Et pour réduire le risque de conflit, avant une situation de compétition forte (ex partage de nourriture), les chimpanzés se grooment, se caressent, s’épouillent, se chatouillent, s’embrassent réduisant ainsi la tension sociale.
La morale, y compris dans sa forme basique participe à ce processus de préservation de la cohésion sociale.
La crainte d’être exclu du groupe, ou de perdre ses alliés au sein du groupe conduisent les membres à respecter le plus souvent les règles du jeu social, telles que la réciprocité par exemple. « je te fais ce que tu me fais, en bien comme en mal » : cette norme est forte chez les singes. Elle constitue le socle de la morale humaine : "ne fais pas aux autres, ce que tu ne voudrais pas qu’on te fasse".
En fait les individus sont prêts à sacrifier leur plaisir immédiat et leurs pulsions (agressives, sexuelles…) au nom du groupe. Ce qui fonde leur comportement ce n’est pas une motivation des plus nobles (à savoir œuvrer au bonheur du groupe) mais l’intérêt individuel qu’ils trouvent à protéger leur groupe.
Un primate est perdu sans son groupe ou si son groupe sombre dans le chaos, il peut perdre beaucoup y compris la vie (et les femelles, leurs petits).
En renonçant à la logique de pur plaisir individuel, ils expriment leur attachement au groupe et à sa pérennité. Et comme c’est très important, les mères commencent très tôt à transmettre certaines valeurs –règles du jeu sociales à leur progéniture (respect de l’autorité, de la hiérarchie..).

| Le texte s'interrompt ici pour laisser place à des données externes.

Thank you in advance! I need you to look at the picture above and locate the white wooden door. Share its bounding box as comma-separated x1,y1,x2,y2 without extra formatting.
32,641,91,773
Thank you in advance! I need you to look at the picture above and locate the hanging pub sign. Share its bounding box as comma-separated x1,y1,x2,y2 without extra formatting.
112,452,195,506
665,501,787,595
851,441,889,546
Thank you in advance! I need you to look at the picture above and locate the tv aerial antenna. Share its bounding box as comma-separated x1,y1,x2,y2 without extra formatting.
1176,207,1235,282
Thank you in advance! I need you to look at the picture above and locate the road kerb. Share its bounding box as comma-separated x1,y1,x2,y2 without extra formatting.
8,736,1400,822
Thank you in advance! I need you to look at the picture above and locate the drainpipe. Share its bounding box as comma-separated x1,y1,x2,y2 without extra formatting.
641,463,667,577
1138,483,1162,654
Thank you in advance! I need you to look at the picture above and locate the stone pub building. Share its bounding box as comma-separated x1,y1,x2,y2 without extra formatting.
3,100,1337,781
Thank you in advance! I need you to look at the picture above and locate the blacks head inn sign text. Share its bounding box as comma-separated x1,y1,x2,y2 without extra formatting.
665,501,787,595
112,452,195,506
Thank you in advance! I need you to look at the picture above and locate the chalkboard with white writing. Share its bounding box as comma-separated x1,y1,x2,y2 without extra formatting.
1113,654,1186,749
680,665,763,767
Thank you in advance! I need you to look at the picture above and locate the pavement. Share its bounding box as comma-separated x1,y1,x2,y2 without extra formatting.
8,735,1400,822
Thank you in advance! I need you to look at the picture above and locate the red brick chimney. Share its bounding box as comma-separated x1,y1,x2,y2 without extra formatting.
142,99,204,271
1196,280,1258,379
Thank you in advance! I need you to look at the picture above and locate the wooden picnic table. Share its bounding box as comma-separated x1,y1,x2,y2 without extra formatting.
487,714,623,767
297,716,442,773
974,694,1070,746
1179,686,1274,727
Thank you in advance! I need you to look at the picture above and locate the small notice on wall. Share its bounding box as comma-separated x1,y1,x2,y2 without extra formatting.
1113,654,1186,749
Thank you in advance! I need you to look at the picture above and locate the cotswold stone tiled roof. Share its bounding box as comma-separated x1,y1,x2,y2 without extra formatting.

Les dérapages observés dans les écoles, dans les « quartiers » comme on dit…sont de ce point de vue là préoccupantes, car la transgression de la morale est peut être révélatrice d’un mal plus profond, la perte du sentiment d’appartenance à un groupe.
Si le groupe ne joue pas son rôle de protection, alors pourquoi renoncer à ses appétits, se sacrifier individuellement, il n’y a pas de raison ?
En tant que primate, on est disposé à aliéner quelque peu notre liberté et accepter l’autorité, à condition qu’en échange (principe de réciprocité oblige), cette autorité nous protége des dangers, crée les conditions de notre tranquillité et nous aide à accéder aux ressources…
Si cette autorité faillit dans sa mission, elle ne peut plus rien espérer de ses membres et ce n’est pas en leur rappelant haut et fort les règles du jeu, qu’elle sera entendue.
On n’a pas fini de découvrir les effets pervers de ces supers communautés dans lesquelles évoluent les primates humains, aujourd’hui. Là où la promiscuité obligée, la peur de l’autre ont pris le pas sur le sentiment d’appartenance, les relations stables qui caractérisent les tribus de primates singes.
Peut-être que la solution serait, à l’instar des chimpanzés, d’introduire dans nos communautés, le processus de scission fusion qui conduit les groupes trop denses à éclater et se séparer en deux pour conserver une taille humaine (comme on dit en langage humain !).
Qui sait alors si la morale retrouverait d’elle-même sa place au sein de nos tribus!